Those who follow my fledgling exploits know that I more than dabble in painting in between cases. Playing with paint on a canvas is more than a creative outlet for me; it’s downright therapeutic. The small studio I’ve fashioned out of a room in my Greenwich Village brownstone is where I go to mend after a hard day’s night in the field; my version of a padded cell where I can smother myself in titanium white paint as if it were gauze bandage. I spend a lot of my spare time in front of a canvas, trying to capture the images bouncing around in my head. Just getting those images to sit still long enough to depict them is one thing, and having the skill to actually paint what I see is another. Like a lot of my cases, my paintings don’t turn out as originally planned.
Kyoko would prefer I spend all my time in that studio, painting, rather than chasing insurance claims down dead end dark alleys. I’m not sure she understands how much I need the frenzied action as well as the restorative calm. Strike that. Who am I trying to kid? Kyoko understands this relationship all too well and is deathly afraid of where it’s taking me. Can’t say as I blame her. She’s afraid that each swing of the pendulum I’m riding takes me ever-further out on a limb. In ways it doesn’t matter much whether I’m swinging out with a paint brush or a revolver; either can be a deadly weapon in the right hands.
Kyoko’s afraid that one of these times I’ll fly off, out of control, and plunge head-long into an abyss from which there’s no coming back. That’s always a possibility in my line of work. I’m a danger junkie. Not just action, but danger. I like it most when my ass is on the line, when the odds are stacked against me and there’s absolutely positively no way out of the jam I’ve gotten myself into. But I’ve always been a bit thick-skulled and never have known when I’m beaten. I don’t quit, I just keep on coming; like the dumb bunny with the never-dying batteries or Arnold in Terminator mode. Sudden death is Hazard Time, when it’s your very best against mine. Two men enter, one man leaves; my personal Thunderdome.
I have no illusions about being the best at what I do. I’m a fair hand at a good many things, but being the best at anything is such a mouthful. There’s always someone smarter, faster, better or crazier than you out there, somewhere, and in gunslinger terms it’s only a matter of time before you meet them. Let’s face it: having to continually prove you’re the best is a burdensome bore.
My approach to longevity is different. It’s been said that I have a penchant for making people around me uncomfortable because I live so far out on the ledge and rarely play true to form.
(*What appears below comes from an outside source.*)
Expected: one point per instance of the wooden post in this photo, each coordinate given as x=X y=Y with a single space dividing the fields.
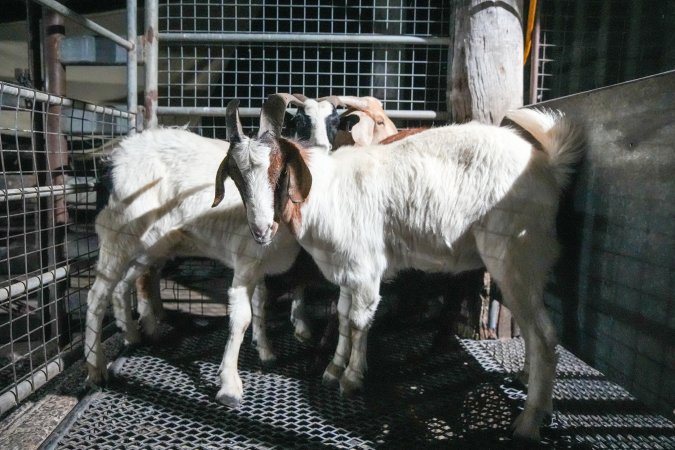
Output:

I’m the surprise in the box of cereal you’re eating, the wolf in sheep’s clothing you’ve invited to dinner, the bogeyman lurking under your bed. I’m never what you expect, and I can tie you up in knots trying to figure me out when I want to; its part of the game of knowing, sometimes guessing the limitations of others while never loosing sight of my own.
I’m better than good at moving people out of their comfort zone and into mine. I may have been Torquemada in a past life for all the pleasure I get out of mind-fucking my prey while gently turning the screws. I watch the needle of their tolerance creep into the red then amp up the volume and accelerate the action even further until it reaches a fever pitch that’s mad dog rabid over-the-top insane.
I know I can function under those conditions, but can they?
An eerie calm comes over me in those situations. All the chips are in the middle of the table and I should be sweating the outcome, but I never do. I’ve been ‘all-in’ all my life, piecing my patchwork quilt of a self together, so betting everything on a single hand has become old hat to me. Some think I hold some sort of death wish, but quite the opposite is true. Death and I are old drinking buddies, and as long as he and I are swapping shots at the bar I know it’s not me he’s come for. I’ve been to the edge so many times gazing into the abyss no longer fazes me. Can I help it if others shit their shorts and break out in nose bleeds when I lead them out onto the narrow cliff ledge I call home?
It’s fate accompli at that point. I know I have them when they begin to squirm and start second-guessing their judgment and their footing. They begin to hyperventilate and want to slow the action, but I ratchet-up the pressure yet again until they begin to sweat through their clothes. They start to stutter and repeat themselves; desperate to break the confusion and panic now gripping them long enough to find a safe way back down the mountain. They realize that one mistake at that fever-pitch pace and high altitude is one mistake too many, so I flat-out force the issue to its moment of truth; confident that I won’t make that fatal mistake and that the other guy will.